Gloria A Dios, & to ACR, SARSAT, USCG, USN, etc.
One of the great technological and human triumphs of our time has to be the offshore rescue system. Some details remain unclear -- like what sort of sailboat Gloria A Dios was, and what route owner/operator Dennis Clements attempted to single hand from Virginia to the Virgin Islands -- but we do know this: 90 minutes after the Elizabeth City, N.C., USCG got the distress signal from his ACR Satellite 2 EPIRB at 5 pm last Saturday night, an HC-130J Hercules aircraft was standing by over the boat 250 miles off Cape Hatteras in nasty full gale conditions. It was that crew who thermal imaged Glory To God (a sobbering film you can find at the bottom of this USCG page), and who dropped two life rafts when an extra big wave dismasted and then holed her...

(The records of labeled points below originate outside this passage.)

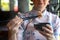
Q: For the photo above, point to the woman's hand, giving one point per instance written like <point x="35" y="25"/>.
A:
<point x="14" y="23"/>
<point x="48" y="32"/>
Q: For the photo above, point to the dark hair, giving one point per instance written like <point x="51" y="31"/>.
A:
<point x="5" y="17"/>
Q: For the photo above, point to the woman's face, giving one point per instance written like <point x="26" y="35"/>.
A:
<point x="40" y="4"/>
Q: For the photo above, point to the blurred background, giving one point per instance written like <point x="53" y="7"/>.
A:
<point x="14" y="6"/>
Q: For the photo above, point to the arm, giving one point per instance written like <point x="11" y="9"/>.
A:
<point x="13" y="26"/>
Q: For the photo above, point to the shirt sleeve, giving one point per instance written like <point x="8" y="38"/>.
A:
<point x="57" y="28"/>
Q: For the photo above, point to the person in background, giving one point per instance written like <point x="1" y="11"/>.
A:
<point x="25" y="30"/>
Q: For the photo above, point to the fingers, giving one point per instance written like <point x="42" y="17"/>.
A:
<point x="14" y="22"/>
<point x="47" y="30"/>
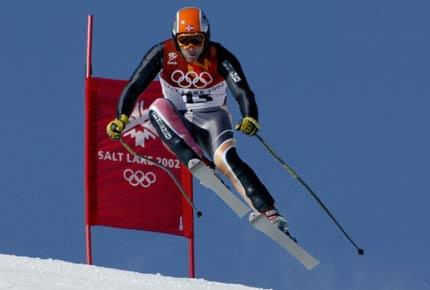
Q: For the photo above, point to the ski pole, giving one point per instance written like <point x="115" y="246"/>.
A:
<point x="307" y="187"/>
<point x="178" y="185"/>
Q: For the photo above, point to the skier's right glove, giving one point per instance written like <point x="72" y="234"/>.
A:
<point x="248" y="126"/>
<point x="115" y="127"/>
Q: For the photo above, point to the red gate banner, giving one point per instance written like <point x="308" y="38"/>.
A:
<point x="125" y="191"/>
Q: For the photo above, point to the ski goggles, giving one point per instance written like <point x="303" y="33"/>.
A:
<point x="186" y="40"/>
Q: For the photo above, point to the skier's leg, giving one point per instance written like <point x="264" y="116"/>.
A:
<point x="242" y="177"/>
<point x="247" y="183"/>
<point x="172" y="129"/>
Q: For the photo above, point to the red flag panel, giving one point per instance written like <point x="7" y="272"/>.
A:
<point x="123" y="190"/>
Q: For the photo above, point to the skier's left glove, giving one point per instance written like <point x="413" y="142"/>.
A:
<point x="115" y="127"/>
<point x="248" y="126"/>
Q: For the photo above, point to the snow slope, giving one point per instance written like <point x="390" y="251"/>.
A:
<point x="22" y="273"/>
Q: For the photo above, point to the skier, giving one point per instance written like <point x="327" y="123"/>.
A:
<point x="192" y="119"/>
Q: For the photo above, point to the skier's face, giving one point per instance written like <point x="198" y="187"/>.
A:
<point x="191" y="46"/>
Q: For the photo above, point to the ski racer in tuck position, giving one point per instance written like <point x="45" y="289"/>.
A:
<point x="192" y="119"/>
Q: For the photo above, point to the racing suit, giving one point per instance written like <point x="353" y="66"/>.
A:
<point x="192" y="119"/>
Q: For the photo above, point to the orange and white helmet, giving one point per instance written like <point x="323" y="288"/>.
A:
<point x="190" y="20"/>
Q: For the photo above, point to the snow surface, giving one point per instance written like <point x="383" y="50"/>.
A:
<point x="22" y="273"/>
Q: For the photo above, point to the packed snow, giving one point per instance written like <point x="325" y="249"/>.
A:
<point x="22" y="273"/>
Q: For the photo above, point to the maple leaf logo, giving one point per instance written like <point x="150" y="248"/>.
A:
<point x="139" y="127"/>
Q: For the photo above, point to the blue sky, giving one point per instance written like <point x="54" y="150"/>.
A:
<point x="343" y="92"/>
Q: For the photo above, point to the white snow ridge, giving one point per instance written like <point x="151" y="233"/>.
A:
<point x="22" y="273"/>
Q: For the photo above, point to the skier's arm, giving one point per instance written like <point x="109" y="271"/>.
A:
<point x="147" y="70"/>
<point x="230" y="68"/>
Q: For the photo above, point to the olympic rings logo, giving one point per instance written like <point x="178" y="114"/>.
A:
<point x="191" y="78"/>
<point x="138" y="177"/>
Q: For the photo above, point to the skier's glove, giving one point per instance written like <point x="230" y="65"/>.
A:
<point x="248" y="126"/>
<point x="115" y="127"/>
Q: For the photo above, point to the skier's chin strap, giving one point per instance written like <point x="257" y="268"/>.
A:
<point x="242" y="177"/>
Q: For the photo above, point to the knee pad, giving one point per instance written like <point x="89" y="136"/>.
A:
<point x="254" y="189"/>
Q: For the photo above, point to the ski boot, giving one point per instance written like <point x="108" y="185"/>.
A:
<point x="279" y="221"/>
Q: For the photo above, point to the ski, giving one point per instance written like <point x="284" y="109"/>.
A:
<point x="261" y="223"/>
<point x="208" y="178"/>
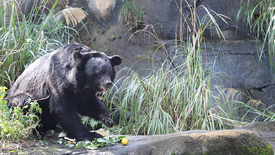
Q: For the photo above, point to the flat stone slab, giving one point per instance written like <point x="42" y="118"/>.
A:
<point x="254" y="138"/>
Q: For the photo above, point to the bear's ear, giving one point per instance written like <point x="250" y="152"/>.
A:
<point x="77" y="56"/>
<point x="115" y="60"/>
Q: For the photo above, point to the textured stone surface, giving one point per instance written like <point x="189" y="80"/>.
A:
<point x="254" y="137"/>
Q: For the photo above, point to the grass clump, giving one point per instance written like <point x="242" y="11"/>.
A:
<point x="17" y="123"/>
<point x="172" y="98"/>
<point x="130" y="14"/>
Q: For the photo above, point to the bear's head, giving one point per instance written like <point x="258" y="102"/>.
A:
<point x="98" y="68"/>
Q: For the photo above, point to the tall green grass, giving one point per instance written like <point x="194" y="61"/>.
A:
<point x="171" y="98"/>
<point x="22" y="41"/>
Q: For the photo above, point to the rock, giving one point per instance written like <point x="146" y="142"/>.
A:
<point x="251" y="139"/>
<point x="215" y="142"/>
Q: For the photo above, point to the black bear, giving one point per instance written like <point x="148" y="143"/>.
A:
<point x="65" y="83"/>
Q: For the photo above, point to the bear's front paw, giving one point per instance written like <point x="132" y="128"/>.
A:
<point x="107" y="121"/>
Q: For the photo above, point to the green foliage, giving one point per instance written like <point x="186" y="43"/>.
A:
<point x="22" y="41"/>
<point x="259" y="17"/>
<point x="172" y="98"/>
<point x="17" y="123"/>
<point x="99" y="142"/>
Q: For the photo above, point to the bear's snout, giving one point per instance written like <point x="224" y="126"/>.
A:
<point x="108" y="84"/>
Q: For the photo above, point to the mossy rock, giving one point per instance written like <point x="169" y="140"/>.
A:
<point x="213" y="143"/>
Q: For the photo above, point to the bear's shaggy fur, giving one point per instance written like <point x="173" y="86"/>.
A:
<point x="65" y="83"/>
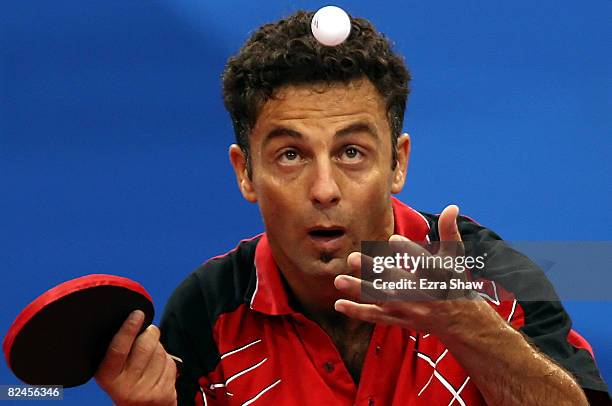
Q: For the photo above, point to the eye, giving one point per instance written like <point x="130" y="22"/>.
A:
<point x="351" y="153"/>
<point x="289" y="156"/>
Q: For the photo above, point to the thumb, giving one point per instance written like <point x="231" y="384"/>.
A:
<point x="447" y="224"/>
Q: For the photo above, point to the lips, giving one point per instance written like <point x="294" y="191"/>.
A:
<point x="328" y="238"/>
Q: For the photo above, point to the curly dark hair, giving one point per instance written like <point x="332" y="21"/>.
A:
<point x="286" y="52"/>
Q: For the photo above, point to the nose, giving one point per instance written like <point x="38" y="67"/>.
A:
<point x="324" y="191"/>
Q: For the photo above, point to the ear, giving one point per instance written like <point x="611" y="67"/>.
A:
<point x="238" y="160"/>
<point x="401" y="167"/>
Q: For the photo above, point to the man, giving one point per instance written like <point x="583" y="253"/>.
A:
<point x="281" y="318"/>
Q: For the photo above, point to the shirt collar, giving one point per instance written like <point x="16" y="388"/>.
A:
<point x="270" y="296"/>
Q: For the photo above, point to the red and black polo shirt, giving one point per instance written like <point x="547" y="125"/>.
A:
<point x="242" y="343"/>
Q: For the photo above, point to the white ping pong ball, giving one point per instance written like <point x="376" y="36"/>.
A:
<point x="331" y="25"/>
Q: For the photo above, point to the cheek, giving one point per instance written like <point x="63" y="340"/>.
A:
<point x="277" y="206"/>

Getting a helicopter out there was a trickier proposition, so the Coast Guard called on the aircraft carrier USS Dwight D.
Eisenhower which had departed Norfolk, VA, earlier that day. The USN then dispatched a SAR team in a Sea Hawk helo, who flew 100 miles in winds hitting 45 knots with snow and sleet. By the time they joined the Hercules on scene, Clements had been in the water for about an hour, but had found one of the rafts. Rescue swimmer Kyle Need plucked him out of the ocean in just minutes! The mission copilot, Cmdr. Byron Ogden, is quoted on the USN site thusly: "This is honestly one of the most varsity things we could do as far as
SAR goes. I didn't hear one bit of panic in anybody's
voice; the whole crew was very calm, cool and collected."
Clements checked out fine on the carrier and was flown back to the mainland on a USCG helicopter, where he was filmed describing his experience. Now he's apparently back in Missouri, and, frankly, I'm beginning to wonder if he's already forgotten how many carefully built government institutions and their skilled personnel saved his butt. This article in his local paper may be largely the fault of its author, but Clements seems to be giving a lot of credit to God, and little to the people who actually risked their lives for his. Am I being crabby, or do you agree that this rescue is less a "miracle" than the result of amazingly well developed systems?